In recent years with the aid of maps of ocean surface currents, scientists have plotted the movement of debris using time-lapse videos that show where objects dropped into the ocean will end up in subsequent years. They have discovered that objects migrate to regions known as garbage patches, huge zones where debris accumulates but floats free, circulating continuously. The Pacific and Atlantic Oceans have two patches each, north and south. The Indian Ocean’s garbage patch is centered roughly halfway between Africa and Australia. The Great Pacific garbage patch is the largest: twice the size of Texas!

These garbage patches are estimated to hold at least 269,000 tons of debris, about 90 percent of which is plastic waste. Only 20 percent of this plastic comes from marine sources, such as discarded fishing equipment or cargo ship mishaps. About 80 percent of it washes out to sea from beach litter or was carried downstream in rivers. About half of that litter is plastic bottles and most of the rest is packaging. Yet the harmful impact of plastics on the ocean is even more sinister than these garbage patches.

Actually, 90 percent of plastic in the sea is widely dispersed as degraded micro-plastics, invisible to our eyes. Such degradation is caused by wave action, sunlight, weathering and even digestion by microbes. These micro-particles are like a plastic soup, causing increasing harm to fish and other sea creatures. A 2009 research analysis of the Great Pacific garbage patch recorded 9 percent of the fish had ingested plastic particles; but by 2014, this fraction had increased to 35 percent of the fish collected. These statistics represent only the sick fish, not the ones that might have already died from plastic poisoning.
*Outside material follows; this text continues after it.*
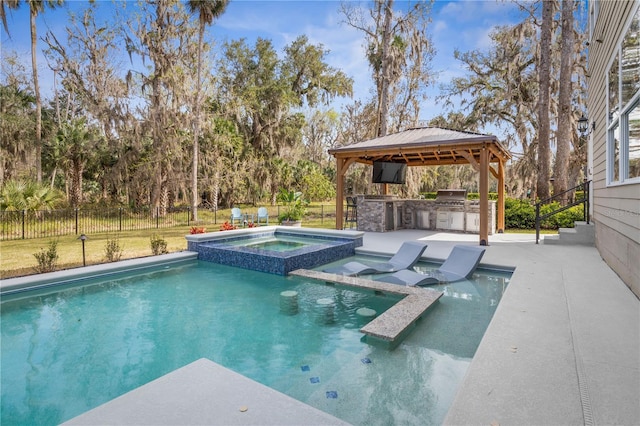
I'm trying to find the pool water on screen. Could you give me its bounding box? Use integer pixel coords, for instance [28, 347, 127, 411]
[229, 237, 318, 252]
[0, 261, 509, 425]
Birds, sea turtles and whales are also big unintentional consumers of plastic. Even land creatures that are on the top of food chain will be affected by the micro-plastic toxins in their seafood.

Single use, throwaway plastics like bags and bottles became commonplace only after the 1950s. Now a half-century later, growing garbage patches and micro-plastics pose a serious threat to the ecology of our oceans. Because the oceans occupy 70 percent of the earth’s surface and provide half of the oxygen we breathe, we must curb this plastic pollution before the harm becomes irreparable. It is estimated that 33 percent of the plastic manufactured worldwide is used once, then discarded. Moreover, a staggering 85 percent of the world’s plastic is not recycled. For the sake of our oceans and our health, are we ready to change the way we use plastic?